Uit de praktijk van ruim drie jaar werken binnen de GR BAR is echter gebleken dat het statuut op een aantal punten moet worden aangepast om deze beter te laten aansluiten bij de bevoegdheden en mandaten zoals deze binnen de GR BAR gelden. Het nieuwe treasurystatuut wordt in 2018 door het dagelijks bestuur vastgesteld.

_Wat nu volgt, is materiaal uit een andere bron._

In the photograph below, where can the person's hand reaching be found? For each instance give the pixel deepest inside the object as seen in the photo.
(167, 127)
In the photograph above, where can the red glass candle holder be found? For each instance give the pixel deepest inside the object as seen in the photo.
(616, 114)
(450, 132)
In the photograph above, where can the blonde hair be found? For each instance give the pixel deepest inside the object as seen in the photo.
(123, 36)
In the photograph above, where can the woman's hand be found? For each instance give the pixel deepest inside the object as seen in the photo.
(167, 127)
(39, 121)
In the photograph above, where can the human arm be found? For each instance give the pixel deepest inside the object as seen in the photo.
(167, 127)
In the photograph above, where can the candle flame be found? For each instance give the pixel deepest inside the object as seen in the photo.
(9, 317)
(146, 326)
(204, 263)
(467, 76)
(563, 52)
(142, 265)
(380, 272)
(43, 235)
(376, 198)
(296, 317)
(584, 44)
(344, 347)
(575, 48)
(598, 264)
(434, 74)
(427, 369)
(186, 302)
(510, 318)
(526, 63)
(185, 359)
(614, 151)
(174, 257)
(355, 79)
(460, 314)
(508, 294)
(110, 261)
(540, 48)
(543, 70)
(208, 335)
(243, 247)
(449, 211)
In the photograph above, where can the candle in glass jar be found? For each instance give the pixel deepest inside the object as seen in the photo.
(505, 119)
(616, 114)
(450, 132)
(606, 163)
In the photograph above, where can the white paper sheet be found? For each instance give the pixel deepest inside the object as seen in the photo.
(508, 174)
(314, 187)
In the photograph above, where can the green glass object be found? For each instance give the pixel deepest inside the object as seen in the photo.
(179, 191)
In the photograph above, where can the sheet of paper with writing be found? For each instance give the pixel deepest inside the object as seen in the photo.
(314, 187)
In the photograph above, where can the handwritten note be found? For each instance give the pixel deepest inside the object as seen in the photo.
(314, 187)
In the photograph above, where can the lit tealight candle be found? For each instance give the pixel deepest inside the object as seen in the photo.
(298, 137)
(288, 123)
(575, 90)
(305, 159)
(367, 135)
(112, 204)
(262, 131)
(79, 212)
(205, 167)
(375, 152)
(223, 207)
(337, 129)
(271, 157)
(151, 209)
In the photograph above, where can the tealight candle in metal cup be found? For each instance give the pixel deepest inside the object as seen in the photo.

Afdekken reguliere exploitatiekosten en totaalfinanciering
Het tijdig, juist en volledig beschikbaar hebben van financiële informatie is van wezenlijk belang om de treasuryfunctie naar behoren uit te kunnen voeren. Een goede liquiditeitsplanning is hierbij essentieel. De GR BAR verkrijgt haar financiële middelen door periodieke bijdragen van de
deelnemende gemeenten die de reguliere exploitatiekosten afdekken. De hoogte van de periodieke bijdrage wordt afgestemd op de financieringsbehoefte van de GR BAR. Dit is zowel voor de GR BAR als voor de deelnemende gemeenten gunstig voor de liquiditeitspositie.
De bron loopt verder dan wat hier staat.